Which cURL flags are recognized on import?
URL (first argument or --url), -X/--request (method), -H/--header (headers), -d/--data/--data-raw/--data-binary/--data-ascii (body, multiple joined with &), --data-urlencode (URL-encoded body), -F/--form (multipart — simplified to a raw body with a warning), -b/--cookie (Cookie header), -u/--user (Basic Authorization header), -A/--user-agent and -e/--referer (their headers). Flags like --compressed, -k, -L, -s, -i, -v are ignored, and -x/--proxy is ignored because the tool has its own proxy selector. Body type (JSON / Form / Raw) is detected automatically from the Content-Type header or the body shape.
How do I add a proxy to a cURL command?
Add the -x flag: curl -x http://user:pass@host:port 'https://target' for HTTP proxies, or -x socks5://user:pass@host:port for SOCKS5 (use socks5h:// instead if you want DNS resolved through the proxy). When you select one of your own proxies, the generated cURL on the cURL tab already includes it. Parsistent's own proxies are applied on the server and intentionally not embedded in the generated command — copy the command and add your own -x if you need it outside the tool.
How do I pass cookies in a request?
Add a Cookie header in the Headers section — for example Cookie: session_id=abc123; user_pref=dark, copied from the browser's DevTools on the Network → Request Headers tab. You can then expand the Cookie header into per-cookie rows and toggle, edit or delete each cookie individually; only the enabled ones are sent.
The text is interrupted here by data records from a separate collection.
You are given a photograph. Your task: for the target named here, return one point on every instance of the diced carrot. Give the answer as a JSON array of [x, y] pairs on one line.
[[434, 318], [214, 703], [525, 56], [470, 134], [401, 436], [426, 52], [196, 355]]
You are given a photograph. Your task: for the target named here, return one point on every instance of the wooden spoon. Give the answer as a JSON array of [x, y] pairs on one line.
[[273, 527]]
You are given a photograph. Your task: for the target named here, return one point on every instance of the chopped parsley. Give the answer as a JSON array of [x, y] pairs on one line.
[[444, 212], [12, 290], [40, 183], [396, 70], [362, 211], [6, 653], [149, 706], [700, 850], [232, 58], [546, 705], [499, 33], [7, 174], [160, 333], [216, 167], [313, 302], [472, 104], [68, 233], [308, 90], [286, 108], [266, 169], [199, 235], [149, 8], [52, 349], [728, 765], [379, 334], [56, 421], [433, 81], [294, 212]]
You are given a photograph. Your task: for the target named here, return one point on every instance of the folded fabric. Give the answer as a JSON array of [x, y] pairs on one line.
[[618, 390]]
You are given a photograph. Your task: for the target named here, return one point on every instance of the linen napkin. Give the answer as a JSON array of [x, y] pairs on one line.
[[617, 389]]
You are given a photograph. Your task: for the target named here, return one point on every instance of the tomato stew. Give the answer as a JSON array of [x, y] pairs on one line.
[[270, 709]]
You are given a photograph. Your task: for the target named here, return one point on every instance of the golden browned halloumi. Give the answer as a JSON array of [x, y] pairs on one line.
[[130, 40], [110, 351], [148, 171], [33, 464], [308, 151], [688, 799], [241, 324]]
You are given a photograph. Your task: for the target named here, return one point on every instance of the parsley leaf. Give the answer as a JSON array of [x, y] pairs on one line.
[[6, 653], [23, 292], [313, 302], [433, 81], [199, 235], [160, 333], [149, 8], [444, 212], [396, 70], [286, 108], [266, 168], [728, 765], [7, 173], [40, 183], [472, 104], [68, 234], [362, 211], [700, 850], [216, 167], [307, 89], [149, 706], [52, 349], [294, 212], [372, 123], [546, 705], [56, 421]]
The site blocked my request — what should I do?
The tool automatically identifies the antibot system and shows its name in the result — Cloudflare, DataDome, or PerimeterX. Try switching proxies: different proxies have different reputations, and what's blocked through one may pass through another. If that doesn't help — try other approaches.
Why does the request time out?
The default timeout is 15 seconds. If the site takes longer, the request is interrupted. This happens on slow sites or sites that intentionally delay requests. Also check that the URL is correct and the site is accessible.